Siempre algo puede salir muy mal
Las premisas no pueden ser mejores. Mujer sola, recientemente separada y en casa nueva, indecisa y temerosa, más una presencia ominosa que, parece, la acecha desde las sombras. El propietario puede que sea una buena posibilidad para su anhelo de compañía. Pero su abuelo, eso sí, es el emblema mismo del susto: el gran Christopher Lee. Todo ello con el corolario que es, a su vez, sello de inicio así como lustre para el terror británico: Hammer Films. Otra vez al ruedo y para dar sustos de los buenos.
Algún elemento más para atender, y que no es cualquiera. Hilary Swank corre, se desnuda, se baña y hace "cosas" íntimas. Su cuerpo aparece y desaparece desde gestos esquivos, pero con una sensualidad que coincide -desde aquellos tiempos inmemoriales- con el gesto abrupto y sexual de tantos y tantos escotes mordidos por los colmillos del Drácula de Lee. Muy bien.

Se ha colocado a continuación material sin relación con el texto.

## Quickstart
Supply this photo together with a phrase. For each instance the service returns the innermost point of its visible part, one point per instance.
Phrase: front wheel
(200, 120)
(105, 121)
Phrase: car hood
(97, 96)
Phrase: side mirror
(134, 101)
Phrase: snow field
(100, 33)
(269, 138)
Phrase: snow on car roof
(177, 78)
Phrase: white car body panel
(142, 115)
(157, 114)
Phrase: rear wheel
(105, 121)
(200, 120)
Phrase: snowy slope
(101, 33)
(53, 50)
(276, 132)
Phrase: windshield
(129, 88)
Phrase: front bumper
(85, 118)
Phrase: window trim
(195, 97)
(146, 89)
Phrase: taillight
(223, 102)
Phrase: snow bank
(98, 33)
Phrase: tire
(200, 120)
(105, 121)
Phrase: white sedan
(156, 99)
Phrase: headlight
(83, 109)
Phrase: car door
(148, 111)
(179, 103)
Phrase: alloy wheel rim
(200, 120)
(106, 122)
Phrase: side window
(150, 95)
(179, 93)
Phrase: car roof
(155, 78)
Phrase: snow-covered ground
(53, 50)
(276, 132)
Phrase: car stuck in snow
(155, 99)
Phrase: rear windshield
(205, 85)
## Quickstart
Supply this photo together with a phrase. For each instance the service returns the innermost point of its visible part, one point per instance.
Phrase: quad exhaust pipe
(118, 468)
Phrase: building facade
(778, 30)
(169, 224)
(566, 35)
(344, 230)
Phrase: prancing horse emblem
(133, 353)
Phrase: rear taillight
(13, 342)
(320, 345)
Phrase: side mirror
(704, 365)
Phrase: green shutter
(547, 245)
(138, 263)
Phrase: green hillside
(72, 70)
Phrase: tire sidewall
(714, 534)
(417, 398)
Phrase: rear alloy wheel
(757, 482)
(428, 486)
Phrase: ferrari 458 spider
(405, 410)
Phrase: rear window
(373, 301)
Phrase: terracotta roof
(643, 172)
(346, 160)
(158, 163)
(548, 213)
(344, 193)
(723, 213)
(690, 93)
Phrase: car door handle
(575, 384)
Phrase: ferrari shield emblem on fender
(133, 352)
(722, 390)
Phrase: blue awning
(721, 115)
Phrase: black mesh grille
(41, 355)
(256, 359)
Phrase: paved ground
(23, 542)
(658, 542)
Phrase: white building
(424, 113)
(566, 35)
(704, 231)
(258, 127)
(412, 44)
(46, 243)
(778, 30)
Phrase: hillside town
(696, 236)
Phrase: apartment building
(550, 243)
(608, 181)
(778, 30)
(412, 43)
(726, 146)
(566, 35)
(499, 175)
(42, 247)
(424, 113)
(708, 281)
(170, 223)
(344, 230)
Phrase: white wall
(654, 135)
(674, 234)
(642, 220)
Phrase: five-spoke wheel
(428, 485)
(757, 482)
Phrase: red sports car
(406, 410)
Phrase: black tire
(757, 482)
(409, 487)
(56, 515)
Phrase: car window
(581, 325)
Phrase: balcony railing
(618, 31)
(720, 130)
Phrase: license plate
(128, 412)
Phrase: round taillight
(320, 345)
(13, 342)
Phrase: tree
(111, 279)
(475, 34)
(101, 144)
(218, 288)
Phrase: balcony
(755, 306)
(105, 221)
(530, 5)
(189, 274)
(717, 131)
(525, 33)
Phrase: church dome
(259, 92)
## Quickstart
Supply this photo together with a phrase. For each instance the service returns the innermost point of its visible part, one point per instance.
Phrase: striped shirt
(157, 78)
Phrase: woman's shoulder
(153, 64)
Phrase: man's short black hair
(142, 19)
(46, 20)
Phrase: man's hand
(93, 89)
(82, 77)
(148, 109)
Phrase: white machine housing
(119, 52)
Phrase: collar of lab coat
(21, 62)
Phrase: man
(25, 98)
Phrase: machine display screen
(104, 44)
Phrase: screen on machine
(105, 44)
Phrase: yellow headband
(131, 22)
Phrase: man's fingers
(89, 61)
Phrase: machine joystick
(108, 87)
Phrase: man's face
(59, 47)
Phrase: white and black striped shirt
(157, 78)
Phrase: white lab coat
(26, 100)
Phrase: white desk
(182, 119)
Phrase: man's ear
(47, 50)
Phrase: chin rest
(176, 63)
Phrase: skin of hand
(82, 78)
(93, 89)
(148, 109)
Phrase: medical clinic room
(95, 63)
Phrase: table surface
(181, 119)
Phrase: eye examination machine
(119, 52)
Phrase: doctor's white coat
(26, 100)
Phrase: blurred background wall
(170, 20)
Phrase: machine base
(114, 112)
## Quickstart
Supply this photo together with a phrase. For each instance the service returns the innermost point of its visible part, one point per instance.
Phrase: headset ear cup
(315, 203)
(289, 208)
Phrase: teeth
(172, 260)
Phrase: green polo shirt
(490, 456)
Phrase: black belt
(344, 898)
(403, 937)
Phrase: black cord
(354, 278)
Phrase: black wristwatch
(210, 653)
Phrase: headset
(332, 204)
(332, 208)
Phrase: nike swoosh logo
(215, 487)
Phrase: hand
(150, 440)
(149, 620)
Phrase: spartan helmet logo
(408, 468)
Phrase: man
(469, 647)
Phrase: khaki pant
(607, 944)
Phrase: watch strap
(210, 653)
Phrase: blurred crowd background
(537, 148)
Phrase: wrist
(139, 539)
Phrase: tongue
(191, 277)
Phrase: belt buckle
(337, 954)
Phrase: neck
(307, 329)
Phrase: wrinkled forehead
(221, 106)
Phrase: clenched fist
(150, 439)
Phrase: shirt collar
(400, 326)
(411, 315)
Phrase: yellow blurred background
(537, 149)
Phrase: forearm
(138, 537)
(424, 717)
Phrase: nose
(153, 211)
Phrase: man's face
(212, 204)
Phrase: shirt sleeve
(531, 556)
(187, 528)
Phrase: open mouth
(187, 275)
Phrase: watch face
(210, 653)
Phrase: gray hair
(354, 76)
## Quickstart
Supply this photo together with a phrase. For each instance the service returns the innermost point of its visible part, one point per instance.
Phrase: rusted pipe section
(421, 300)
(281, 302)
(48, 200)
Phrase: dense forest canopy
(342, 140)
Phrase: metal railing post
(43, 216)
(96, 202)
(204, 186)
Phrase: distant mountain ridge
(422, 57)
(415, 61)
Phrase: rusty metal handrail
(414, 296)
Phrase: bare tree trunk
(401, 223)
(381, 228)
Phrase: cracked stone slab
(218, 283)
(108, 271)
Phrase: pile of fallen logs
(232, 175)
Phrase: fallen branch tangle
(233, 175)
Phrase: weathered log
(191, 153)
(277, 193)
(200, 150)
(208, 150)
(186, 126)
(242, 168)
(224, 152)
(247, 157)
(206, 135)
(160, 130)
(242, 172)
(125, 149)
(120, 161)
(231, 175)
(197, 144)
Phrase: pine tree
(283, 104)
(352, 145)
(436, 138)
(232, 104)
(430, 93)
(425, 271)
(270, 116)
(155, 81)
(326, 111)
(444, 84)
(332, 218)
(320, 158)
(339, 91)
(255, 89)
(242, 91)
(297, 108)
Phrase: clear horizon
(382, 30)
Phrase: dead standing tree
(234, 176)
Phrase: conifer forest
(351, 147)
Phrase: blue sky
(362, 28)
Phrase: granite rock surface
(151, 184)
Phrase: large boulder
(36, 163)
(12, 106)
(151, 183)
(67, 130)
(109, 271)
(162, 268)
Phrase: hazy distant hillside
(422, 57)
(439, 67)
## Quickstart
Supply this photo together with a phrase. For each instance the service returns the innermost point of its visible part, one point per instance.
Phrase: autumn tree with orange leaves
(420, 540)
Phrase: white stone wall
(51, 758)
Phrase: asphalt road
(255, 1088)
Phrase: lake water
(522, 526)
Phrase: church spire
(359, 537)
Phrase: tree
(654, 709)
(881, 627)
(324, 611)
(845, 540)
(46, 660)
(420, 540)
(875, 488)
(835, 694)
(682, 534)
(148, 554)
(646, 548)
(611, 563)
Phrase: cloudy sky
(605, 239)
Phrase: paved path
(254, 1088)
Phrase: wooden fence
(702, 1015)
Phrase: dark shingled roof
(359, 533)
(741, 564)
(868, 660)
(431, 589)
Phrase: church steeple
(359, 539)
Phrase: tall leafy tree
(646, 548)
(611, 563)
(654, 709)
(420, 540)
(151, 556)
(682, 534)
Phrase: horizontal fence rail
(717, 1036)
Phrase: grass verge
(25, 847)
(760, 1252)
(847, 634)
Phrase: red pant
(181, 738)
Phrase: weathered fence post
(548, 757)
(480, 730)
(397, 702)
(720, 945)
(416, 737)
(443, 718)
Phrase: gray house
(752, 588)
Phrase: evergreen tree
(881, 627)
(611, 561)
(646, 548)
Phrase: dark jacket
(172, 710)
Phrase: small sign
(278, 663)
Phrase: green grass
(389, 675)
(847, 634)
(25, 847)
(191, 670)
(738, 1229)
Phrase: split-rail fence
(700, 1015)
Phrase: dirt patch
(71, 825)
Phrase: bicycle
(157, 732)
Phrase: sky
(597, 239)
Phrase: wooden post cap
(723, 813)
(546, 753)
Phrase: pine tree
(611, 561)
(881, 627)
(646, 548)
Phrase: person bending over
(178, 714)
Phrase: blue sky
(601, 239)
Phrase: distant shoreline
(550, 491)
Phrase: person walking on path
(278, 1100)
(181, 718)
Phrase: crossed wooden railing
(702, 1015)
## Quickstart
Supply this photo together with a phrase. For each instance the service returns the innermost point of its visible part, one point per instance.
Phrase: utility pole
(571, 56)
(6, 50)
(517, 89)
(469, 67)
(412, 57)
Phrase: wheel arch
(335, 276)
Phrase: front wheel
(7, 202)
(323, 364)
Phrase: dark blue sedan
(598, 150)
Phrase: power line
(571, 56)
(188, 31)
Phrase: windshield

Pero la realidad se impone. Un flashback extenso, estúpidamente explicativo, pondrá rápidamente las piezas en su lugar, no vaya a ser que el espectador pueda no "entender" lo que se expone y se dice. Por las dudas, se atan todos los cabos sueltos de manera redundante, para situar cada pieza en su lugar y saber quién es el bueno, el malo, y todo eso. Christopher Lee, en tanto, no ha quedado más que como decorado de torta barata.
Es cierto que las películas Hammer tampoco tenían -salvo excepciones- presupuestos elevados. Pero lo que primaba era la astucia, la manera inteligente de renovar a los personajes y de redimensionarlos, aquí el hallazgo, desde la fase mítica. Allí entonces Frankenstein y Drácula -Peter Cushing y Lee-, estandartes que sumarán filas con Hombres Lobos y Momias, amén del padrinazgo que supone el insigne Doctor Quatermass.
Pero no serán más que recuerdos cinéfilos lo que evoque el sello Hammer. Invasión a la intimidad, luego del flashback mencionado, cae en una pendiente cada vez peor, que nada tiene que ver con el espíritu hammeriano ni con el cine de más o menos buen terror. El personaje de la Swank será preso de una paranoia que, no bien sepa por dónde entenderla, habrá de desperdigar el interés todo del film. Es en este sentido que la película termina cuando no ha pasado ni media hora. Tan mala es. Pero lo peor es que continúa, mientras se mata y revive al monstruo de turno tantas veces como sea necesario.
Ante tal pobre exposición cinematográfica, bien haría Christopher Lee en calzarse las lentes de contacto sanguíneas y, cegado como se sabe quedaba, dar unos cuantas mordidas para alejar a tanto cine de pacotilla. Todo sea en recuerdo e idolatría de los maestros que supo tener aquel sello, emblematizados en los nombres de -elije el cronista- Freddie Francis y el incomparable Terence Fisher. Reverencias.